Comics is a great medium to get a lot of stories out.
Anyone can write a story based on the kind of horror where you see a guy in car and then there's the bad guy in the back seat. It's infantile to rely on that for telling a story. That's like going to bed and thinking there's a monster under your bed. It's silly.
When you're drawing comics, you get very involved in how the story is going to develop and you spend more time daydreaming on that particular subject.
I live in a very small town and now that I've closed down my studio, I'm working at home.
I keep very weird hours. I never know when I'm going to get an idea.
I don't enjoy the boo scare when you're watching a movie and then suddenly there's a big shark on the screen. The only thing they're doing is catching you off guard.
When I'm drawing a bottle or a town or a market, I transport myself there. So I start drawing everything that I'm looking at while I'm there. Here's a guy selling the meat, and he will have a hook, and you start adding things, and it's a lot of fun.
Freedom is not an individual effort. Yours comes only when you grant others theirs
I think that true horror is accomplished by slowly getting into your brain.
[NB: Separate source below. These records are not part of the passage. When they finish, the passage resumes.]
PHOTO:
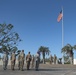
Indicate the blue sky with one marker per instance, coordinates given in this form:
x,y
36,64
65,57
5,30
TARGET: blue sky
x,y
36,23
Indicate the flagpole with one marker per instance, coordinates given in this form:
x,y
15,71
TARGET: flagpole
x,y
62,37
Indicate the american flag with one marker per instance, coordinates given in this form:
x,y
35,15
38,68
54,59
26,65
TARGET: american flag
x,y
60,16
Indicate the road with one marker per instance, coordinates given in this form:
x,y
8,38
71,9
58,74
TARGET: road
x,y
45,69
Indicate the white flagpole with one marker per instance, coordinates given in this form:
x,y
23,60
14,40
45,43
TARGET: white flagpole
x,y
62,37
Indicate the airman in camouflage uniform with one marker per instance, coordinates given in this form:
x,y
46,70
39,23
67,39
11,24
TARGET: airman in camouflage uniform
x,y
22,58
5,61
28,60
32,61
55,59
13,59
37,61
19,61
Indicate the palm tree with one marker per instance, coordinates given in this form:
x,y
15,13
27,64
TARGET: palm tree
x,y
44,51
68,49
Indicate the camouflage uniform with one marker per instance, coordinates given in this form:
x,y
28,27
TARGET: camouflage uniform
x,y
51,59
37,61
28,60
32,62
13,59
22,58
19,61
55,59
5,61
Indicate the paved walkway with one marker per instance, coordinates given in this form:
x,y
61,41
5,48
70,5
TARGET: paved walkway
x,y
45,69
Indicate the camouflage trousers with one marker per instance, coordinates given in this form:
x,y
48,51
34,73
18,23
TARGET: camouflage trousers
x,y
21,64
28,65
36,65
12,64
5,65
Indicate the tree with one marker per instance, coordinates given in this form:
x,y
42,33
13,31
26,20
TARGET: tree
x,y
68,49
44,51
8,39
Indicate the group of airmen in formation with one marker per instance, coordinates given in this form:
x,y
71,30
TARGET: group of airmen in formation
x,y
35,60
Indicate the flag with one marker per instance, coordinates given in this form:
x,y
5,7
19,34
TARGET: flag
x,y
60,16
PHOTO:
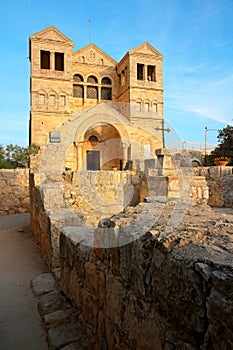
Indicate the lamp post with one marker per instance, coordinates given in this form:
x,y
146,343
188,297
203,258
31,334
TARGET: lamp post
x,y
163,129
205,143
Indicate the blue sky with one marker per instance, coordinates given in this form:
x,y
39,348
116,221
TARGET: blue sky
x,y
195,36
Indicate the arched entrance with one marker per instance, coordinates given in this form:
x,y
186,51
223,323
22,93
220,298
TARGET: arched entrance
x,y
102,148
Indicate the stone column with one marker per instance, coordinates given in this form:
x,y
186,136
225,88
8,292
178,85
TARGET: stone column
x,y
52,60
145,72
79,147
99,94
84,94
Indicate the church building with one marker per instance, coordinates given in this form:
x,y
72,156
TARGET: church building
x,y
116,108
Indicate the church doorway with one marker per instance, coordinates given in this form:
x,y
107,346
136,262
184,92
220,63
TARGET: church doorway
x,y
93,159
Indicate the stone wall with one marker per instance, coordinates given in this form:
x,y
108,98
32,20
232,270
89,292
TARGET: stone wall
x,y
14,191
164,291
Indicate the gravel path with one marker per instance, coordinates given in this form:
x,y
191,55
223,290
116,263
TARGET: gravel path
x,y
20,262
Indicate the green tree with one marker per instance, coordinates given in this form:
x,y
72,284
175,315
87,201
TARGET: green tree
x,y
14,156
225,146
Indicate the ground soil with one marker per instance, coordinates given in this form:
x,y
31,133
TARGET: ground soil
x,y
20,262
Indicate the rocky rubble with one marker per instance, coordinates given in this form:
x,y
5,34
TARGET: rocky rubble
x,y
171,288
64,331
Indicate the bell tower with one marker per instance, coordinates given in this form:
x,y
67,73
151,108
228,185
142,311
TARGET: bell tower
x,y
50,85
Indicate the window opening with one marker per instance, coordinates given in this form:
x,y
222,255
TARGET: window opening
x,y
147,107
92,79
93,139
52,100
42,99
106,93
123,78
78,78
139,107
78,91
59,61
106,81
92,92
44,59
151,73
63,100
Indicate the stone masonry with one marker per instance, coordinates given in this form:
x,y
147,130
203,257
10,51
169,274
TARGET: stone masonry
x,y
169,289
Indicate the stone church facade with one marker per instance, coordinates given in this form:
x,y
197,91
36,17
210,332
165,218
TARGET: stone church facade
x,y
116,107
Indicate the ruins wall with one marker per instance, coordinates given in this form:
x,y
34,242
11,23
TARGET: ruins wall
x,y
14,191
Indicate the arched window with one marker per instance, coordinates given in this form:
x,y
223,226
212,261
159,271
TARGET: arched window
x,y
92,92
78,78
93,139
106,81
52,99
78,91
63,100
92,79
106,93
41,98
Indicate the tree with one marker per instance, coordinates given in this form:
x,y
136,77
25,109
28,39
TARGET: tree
x,y
225,146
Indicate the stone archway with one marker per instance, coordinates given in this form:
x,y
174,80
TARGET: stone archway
x,y
101,148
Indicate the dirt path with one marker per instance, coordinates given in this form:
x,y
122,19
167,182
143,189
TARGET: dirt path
x,y
20,262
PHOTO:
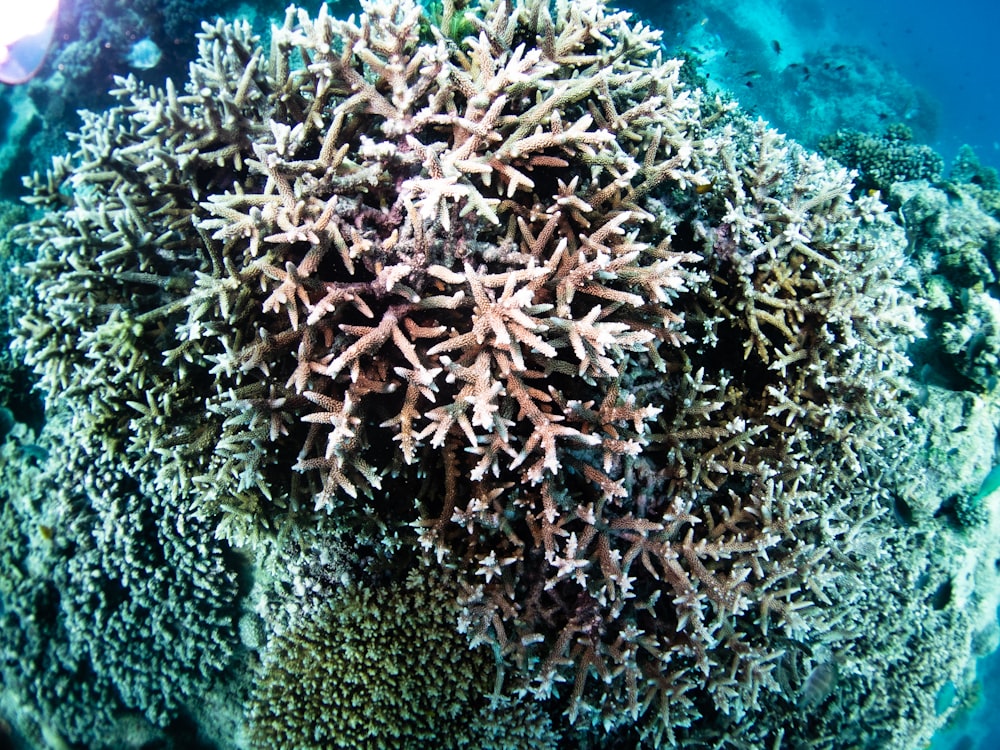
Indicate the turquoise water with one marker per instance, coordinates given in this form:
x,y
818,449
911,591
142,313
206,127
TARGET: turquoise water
x,y
810,69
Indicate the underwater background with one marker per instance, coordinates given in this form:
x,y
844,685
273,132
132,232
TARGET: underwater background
x,y
913,84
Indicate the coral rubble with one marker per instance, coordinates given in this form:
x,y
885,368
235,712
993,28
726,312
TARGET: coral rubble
x,y
478,316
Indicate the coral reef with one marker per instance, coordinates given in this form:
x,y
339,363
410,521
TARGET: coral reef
x,y
881,161
955,247
383,667
116,609
486,294
846,88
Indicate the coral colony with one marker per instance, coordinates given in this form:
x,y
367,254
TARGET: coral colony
x,y
463,376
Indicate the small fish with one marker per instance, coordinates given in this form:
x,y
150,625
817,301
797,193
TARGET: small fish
x,y
818,685
990,485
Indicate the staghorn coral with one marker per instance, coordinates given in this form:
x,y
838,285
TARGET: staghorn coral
x,y
492,287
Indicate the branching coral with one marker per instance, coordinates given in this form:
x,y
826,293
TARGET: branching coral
x,y
623,363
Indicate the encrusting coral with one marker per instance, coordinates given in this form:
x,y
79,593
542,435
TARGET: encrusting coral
x,y
490,287
318,687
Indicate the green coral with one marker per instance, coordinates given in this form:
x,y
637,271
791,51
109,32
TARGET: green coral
x,y
616,373
117,611
954,242
882,160
383,666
The old way is much more scary.
Once you've established where you are, you go to the character and elaborate on expressions and action.
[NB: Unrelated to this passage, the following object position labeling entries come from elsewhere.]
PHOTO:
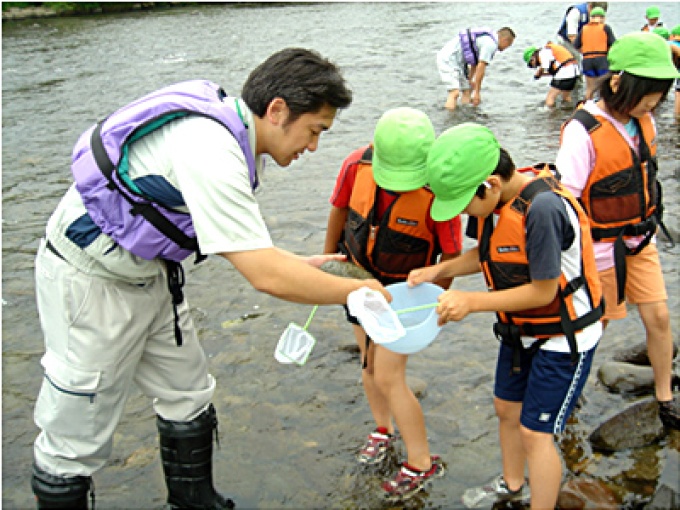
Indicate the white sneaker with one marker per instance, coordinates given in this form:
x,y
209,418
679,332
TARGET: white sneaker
x,y
493,491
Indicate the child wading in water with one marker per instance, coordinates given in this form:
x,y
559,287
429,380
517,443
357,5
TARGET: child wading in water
x,y
536,255
380,219
607,159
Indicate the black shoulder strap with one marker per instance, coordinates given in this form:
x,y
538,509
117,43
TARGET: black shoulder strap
x,y
587,119
147,210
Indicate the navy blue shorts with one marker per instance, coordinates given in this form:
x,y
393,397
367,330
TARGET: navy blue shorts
x,y
595,67
566,85
548,386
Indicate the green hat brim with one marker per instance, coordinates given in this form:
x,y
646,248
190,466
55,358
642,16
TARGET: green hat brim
x,y
444,210
398,179
658,73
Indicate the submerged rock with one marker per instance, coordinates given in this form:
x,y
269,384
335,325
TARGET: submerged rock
x,y
667,494
637,425
621,377
584,492
637,354
346,270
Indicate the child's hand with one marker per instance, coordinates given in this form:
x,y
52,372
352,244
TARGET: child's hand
x,y
453,306
423,274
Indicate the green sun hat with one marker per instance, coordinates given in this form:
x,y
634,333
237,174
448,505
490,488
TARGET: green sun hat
x,y
643,54
460,160
653,12
529,52
401,142
663,32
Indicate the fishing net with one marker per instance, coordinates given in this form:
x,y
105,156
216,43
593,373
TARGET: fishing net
x,y
376,316
296,343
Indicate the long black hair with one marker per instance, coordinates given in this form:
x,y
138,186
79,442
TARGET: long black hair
x,y
631,90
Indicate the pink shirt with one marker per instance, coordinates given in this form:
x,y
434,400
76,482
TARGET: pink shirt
x,y
575,161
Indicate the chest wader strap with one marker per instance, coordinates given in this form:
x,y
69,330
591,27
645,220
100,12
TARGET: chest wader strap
x,y
175,284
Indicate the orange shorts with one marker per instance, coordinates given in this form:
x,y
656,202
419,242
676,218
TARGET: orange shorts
x,y
644,283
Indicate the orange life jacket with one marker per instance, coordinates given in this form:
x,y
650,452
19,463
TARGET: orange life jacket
x,y
562,57
401,240
502,253
622,194
593,40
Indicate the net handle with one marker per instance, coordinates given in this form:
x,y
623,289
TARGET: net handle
x,y
311,316
416,308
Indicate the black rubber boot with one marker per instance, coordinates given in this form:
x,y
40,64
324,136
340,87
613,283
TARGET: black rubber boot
x,y
186,452
59,492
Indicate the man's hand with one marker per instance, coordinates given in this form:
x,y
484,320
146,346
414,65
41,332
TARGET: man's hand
x,y
318,260
454,305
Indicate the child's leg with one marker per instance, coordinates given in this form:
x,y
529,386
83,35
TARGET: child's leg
x,y
390,378
554,386
545,468
656,320
452,99
512,449
377,401
645,288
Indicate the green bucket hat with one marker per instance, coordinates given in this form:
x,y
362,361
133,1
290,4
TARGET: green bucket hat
x,y
528,53
642,54
653,12
459,161
402,139
663,32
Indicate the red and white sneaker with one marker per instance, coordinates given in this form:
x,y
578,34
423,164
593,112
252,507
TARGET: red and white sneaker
x,y
375,449
409,481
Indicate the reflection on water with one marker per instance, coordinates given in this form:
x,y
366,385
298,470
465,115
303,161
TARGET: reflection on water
x,y
295,430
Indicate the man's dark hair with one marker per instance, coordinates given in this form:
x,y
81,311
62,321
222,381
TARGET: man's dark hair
x,y
631,91
302,78
507,32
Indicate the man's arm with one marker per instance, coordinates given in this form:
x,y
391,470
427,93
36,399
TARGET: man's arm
x,y
467,263
336,224
476,83
287,276
455,305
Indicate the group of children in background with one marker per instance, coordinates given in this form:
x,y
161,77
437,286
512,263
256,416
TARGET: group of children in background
x,y
583,41
560,247
583,50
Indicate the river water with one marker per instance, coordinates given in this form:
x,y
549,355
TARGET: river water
x,y
288,434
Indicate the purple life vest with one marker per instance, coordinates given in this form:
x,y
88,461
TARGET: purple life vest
x,y
468,40
99,165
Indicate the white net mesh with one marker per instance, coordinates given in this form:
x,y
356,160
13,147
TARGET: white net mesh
x,y
376,316
295,345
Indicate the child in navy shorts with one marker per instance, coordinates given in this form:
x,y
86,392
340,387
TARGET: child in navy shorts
x,y
535,250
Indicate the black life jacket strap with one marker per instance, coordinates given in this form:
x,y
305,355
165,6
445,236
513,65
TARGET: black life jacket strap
x,y
175,284
147,210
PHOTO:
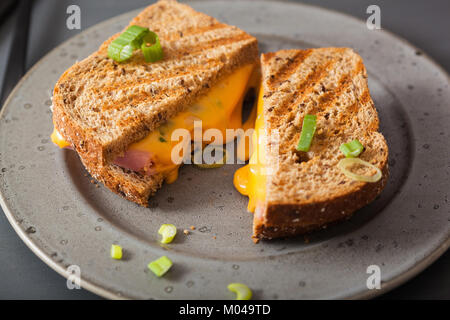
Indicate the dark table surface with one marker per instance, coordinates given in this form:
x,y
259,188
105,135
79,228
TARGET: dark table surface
x,y
424,23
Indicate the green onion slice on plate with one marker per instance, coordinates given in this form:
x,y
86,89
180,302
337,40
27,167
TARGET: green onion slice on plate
x,y
352,149
242,291
116,252
168,232
160,266
151,48
307,134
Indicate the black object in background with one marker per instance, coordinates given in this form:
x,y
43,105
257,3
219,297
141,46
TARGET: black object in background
x,y
15,67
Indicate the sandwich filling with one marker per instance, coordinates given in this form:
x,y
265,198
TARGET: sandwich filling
x,y
220,108
250,180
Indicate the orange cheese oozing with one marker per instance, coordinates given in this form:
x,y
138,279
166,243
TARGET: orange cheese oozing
x,y
250,180
220,108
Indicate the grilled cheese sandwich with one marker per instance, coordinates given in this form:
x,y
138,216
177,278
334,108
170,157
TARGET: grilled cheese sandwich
x,y
220,108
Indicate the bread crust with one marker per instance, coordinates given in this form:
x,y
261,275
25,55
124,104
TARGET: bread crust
x,y
286,220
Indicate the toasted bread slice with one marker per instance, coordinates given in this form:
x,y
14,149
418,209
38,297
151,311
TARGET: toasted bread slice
x,y
307,191
101,106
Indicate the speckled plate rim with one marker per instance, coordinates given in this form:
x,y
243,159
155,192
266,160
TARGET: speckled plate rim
x,y
99,290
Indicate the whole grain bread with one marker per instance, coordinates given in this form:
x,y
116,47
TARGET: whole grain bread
x,y
306,190
101,106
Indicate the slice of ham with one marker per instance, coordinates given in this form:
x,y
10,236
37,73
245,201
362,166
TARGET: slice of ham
x,y
135,160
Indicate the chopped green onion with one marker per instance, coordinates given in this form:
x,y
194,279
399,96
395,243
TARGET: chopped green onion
x,y
242,291
136,37
308,130
346,162
116,252
160,266
168,232
352,149
151,48
120,50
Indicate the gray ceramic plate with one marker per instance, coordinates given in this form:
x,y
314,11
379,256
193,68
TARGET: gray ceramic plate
x,y
67,220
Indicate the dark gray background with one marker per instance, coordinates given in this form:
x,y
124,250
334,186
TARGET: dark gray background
x,y
425,23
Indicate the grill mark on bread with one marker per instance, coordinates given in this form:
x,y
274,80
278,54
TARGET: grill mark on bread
x,y
209,45
305,88
289,68
193,31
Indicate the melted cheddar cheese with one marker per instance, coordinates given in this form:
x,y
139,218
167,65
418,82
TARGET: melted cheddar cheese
x,y
220,108
250,180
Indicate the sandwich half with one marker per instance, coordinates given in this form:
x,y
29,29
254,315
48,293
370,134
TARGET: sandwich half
x,y
293,192
119,116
If the gag is complicated, you spend more time thinking about the way you're drawing it.
The difference between me and many young people is, I don't carry music with me. I like to think. I don't use any modern convenience to be talking to other people, because I like my time to think. I go to the garden in the morning, and this time, I'm thinking ideas, I'm not drawing, I'm thinking.
The sad events that occur in my life are the sad events that happen to everybody, with losing friends and family, but that is a natural occurrence, as natural as being born.
Fortunately, cartooning is not a job. It's something like eating or sleeping.
I have always loved horror very much. I used to write stories for DC's House of Mystery. It was one of my first jobs writing for comics, and I loved it.
Many of the American cartoonists that want to have a job and go so much for the total right without thinking, sometimes they get a slap on the face when their politician lets them down. So it goes on and on. The thing is staying in the middle and not getting committed, trying to get the best of both and do that with a sense of humor.
The Western, when I do one, will be one long, continuous story.
A comic book is the opposite of a cartoon. In a cartoon, you want to simplify the idea, so when they look at it at a glance, they get it. Boom. Simple. Direct to the point. But when you're drawing Groo, now it's a narrative, a story. You want the viewer to get involved in the story. You want him to feel like he's in the town to follow your main character. So I love to add lots and lots of things in it. Things that people will enjoy going back to and say, "Oh yeah, that's how a market must have looked in this fantasy world, with people selling meat here and dishes here. "
The Boogeyman is your conscience. The Boogeyman is the result of your own bad behavior. I love this Boogeyman.
My best sources are my travels and my collection of National Geographic.